2. What “conquered the rest of Aleppo” means in practice
The phrase implies full, unconditional government reassertion over all territory previously contested by Kurds in Aleppo city; reporting documents the army’s seizure of the final Kurdish neighbourhoods and the departure of fighters, but does not claim a wholesale erasure of Kurdish political power in Syria—SDF control remains extensive across northeastern Syria, where an autonomous administration continues to operate [1] [2] [4]. In short, Damascus has cleared Kurdish pockets in Aleppo city itself, but did so via a ceasefire and evacuation rather than through a total annexation of Kurdish governance across Syria [3] [4].
3. Human cost and forcible dynamics: displacement, detention, and competing narratives
Reports document significant civilian displacement—tens or hundreds of thousands according to some outlets—and at least dozens killed and many wounded in the clashes, while Syrian interior ministry statements and other reporting say hundreds of Kurdish fighters were evacuated and several hundred people detained, a claim mirrored by multiple outlets though details and independent verification remain limited [6] [4] [5]. Kurdish sources and local councils framed government demands as calls to surrender and accused Damascus of heavy shelling and targeting civilian infrastructure, while government sources labelled Kurdish positions legitimate military targets, illustrating sharply divergent narratives on whether the operation was counterinsurgency or forced displacement [7] [8] [9].
4. Wider political context: stalled integration talks and Syrian unity rhetoric
The clashes erupted after negotiations to integrate the SDF into state institutions stalled; Damascus has insisted on centralised control while the SDF has resisted, making Aleppo a flashpoint in a broader political struggle over whether Kurdish forces will be absorbed into a unified Syrian army or remain semi-autonomous—observers see the fighting as part of President Ahmad al-Sharaa’s effort to consolidate authority after the 2024 transition [7] [8] [2]. International mediation, including reported U.S. engagement, helped secure the evacuation, reflecting outside powers’ interest in limiting escalation and protecting anti-IS partnerships [3] [2].
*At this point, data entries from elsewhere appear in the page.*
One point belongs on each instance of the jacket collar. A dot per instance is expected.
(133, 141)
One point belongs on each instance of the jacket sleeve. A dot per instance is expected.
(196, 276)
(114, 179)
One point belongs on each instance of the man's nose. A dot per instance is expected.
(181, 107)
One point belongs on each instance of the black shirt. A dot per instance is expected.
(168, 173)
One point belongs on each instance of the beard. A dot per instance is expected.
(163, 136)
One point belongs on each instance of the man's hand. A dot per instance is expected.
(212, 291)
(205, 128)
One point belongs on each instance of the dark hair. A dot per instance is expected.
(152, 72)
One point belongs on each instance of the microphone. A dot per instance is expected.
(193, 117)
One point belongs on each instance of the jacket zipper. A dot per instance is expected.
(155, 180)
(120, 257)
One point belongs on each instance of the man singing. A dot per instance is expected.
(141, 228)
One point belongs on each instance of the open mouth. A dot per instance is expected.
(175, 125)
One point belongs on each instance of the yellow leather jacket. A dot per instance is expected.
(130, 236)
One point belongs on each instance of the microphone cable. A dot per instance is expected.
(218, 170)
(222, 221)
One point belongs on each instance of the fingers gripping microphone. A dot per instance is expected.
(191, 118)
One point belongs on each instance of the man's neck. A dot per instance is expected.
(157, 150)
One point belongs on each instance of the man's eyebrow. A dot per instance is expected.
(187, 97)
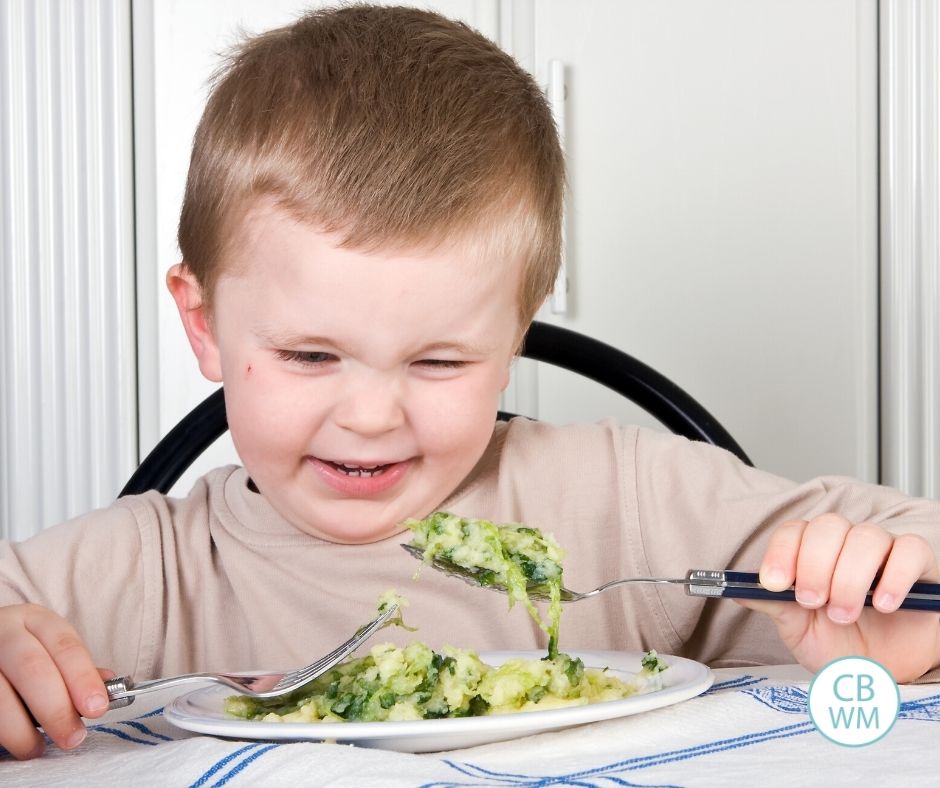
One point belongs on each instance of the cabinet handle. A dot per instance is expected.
(556, 100)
5. What reporting does not prove and remaining uncertainties
Open-source reporting establishes that government forces cleared the last Kurdish-held neighbourhoods of Aleppo and the SDF withdrew, but it cannot fully resolve contested claims about the scale of detentions, the voluntariness of evacuations, or the long-term fate of displaced civilians; independent verification on the ground remains limited in the sources reviewed, and Kurdish and Syrian state accounts contradict each other on key points such as whether hospitals were struck or used as military sites [4] [9] [10].
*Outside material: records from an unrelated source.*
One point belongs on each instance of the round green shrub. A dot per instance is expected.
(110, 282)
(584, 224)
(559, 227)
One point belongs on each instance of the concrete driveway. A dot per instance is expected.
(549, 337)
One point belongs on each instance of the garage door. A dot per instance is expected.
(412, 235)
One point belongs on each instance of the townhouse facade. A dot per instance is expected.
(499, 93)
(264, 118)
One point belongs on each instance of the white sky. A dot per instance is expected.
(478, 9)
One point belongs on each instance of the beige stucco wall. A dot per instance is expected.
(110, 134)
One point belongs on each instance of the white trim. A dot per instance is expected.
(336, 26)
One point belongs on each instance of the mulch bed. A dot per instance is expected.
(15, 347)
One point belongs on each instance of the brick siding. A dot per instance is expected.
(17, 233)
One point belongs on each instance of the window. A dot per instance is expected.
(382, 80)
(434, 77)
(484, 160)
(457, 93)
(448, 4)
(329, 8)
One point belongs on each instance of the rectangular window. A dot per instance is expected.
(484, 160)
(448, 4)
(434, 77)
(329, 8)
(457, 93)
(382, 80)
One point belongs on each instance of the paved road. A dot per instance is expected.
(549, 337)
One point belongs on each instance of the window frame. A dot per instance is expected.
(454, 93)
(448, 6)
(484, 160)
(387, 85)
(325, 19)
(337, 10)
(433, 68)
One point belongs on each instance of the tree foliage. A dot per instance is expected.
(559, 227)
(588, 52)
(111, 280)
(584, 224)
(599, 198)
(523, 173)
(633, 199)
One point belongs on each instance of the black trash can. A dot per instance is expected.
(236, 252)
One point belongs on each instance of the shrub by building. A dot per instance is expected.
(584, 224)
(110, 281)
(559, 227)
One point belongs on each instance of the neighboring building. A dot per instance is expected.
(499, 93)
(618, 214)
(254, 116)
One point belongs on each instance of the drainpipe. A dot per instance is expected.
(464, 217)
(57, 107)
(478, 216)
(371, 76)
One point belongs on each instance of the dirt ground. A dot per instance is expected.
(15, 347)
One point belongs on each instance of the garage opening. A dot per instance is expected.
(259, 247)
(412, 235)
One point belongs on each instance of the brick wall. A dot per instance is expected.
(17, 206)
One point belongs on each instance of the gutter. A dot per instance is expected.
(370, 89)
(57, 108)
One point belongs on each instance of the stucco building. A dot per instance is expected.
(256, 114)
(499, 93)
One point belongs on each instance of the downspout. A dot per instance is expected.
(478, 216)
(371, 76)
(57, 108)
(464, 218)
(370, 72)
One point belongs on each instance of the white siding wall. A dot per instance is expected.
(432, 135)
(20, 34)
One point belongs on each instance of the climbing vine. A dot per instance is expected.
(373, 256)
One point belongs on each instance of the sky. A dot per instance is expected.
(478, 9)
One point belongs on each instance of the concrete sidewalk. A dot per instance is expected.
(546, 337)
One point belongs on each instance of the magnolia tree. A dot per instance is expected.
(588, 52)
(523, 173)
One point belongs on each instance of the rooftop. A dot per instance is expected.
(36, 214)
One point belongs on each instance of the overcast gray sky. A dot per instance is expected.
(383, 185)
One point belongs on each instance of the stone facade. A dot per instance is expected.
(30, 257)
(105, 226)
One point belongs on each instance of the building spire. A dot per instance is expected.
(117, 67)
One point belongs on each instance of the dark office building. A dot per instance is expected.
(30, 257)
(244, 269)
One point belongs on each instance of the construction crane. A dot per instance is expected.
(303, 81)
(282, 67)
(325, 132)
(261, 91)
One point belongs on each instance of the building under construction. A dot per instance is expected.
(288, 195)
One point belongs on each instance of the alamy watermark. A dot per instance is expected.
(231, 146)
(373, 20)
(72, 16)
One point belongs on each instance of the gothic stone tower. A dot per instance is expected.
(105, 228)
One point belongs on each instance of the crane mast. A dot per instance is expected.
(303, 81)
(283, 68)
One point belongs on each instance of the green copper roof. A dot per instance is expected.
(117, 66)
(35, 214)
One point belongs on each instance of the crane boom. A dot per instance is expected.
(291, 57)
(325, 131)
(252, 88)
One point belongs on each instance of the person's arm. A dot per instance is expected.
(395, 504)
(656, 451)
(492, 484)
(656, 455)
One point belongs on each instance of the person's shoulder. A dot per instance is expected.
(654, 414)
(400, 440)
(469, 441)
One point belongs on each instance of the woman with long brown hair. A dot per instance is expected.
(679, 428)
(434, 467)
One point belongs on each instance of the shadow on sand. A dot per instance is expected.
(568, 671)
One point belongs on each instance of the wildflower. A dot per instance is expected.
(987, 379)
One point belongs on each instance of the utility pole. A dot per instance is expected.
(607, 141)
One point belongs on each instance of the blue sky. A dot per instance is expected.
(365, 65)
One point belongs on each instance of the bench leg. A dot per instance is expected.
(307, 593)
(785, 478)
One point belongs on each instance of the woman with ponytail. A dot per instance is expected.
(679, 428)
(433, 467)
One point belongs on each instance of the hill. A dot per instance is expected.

6. Bottom line: tactical victory for Damascus, strategic Kurdish resilience
Factually, Syrian government forces reclaimed the remaining Kurdish-held districts of Aleppo city and SDF fighters left under a ceasefire—so Damascus “conquered” those pockets—but the Kurds were not eradicated from the country: the SDF retains a sizeable semi-autonomous zone in the northeast and political conflict over integration continues, meaning the Aleppo outcome is a significant local government victory without resolving the broader Kurdish question in Syria [1] [2] [4].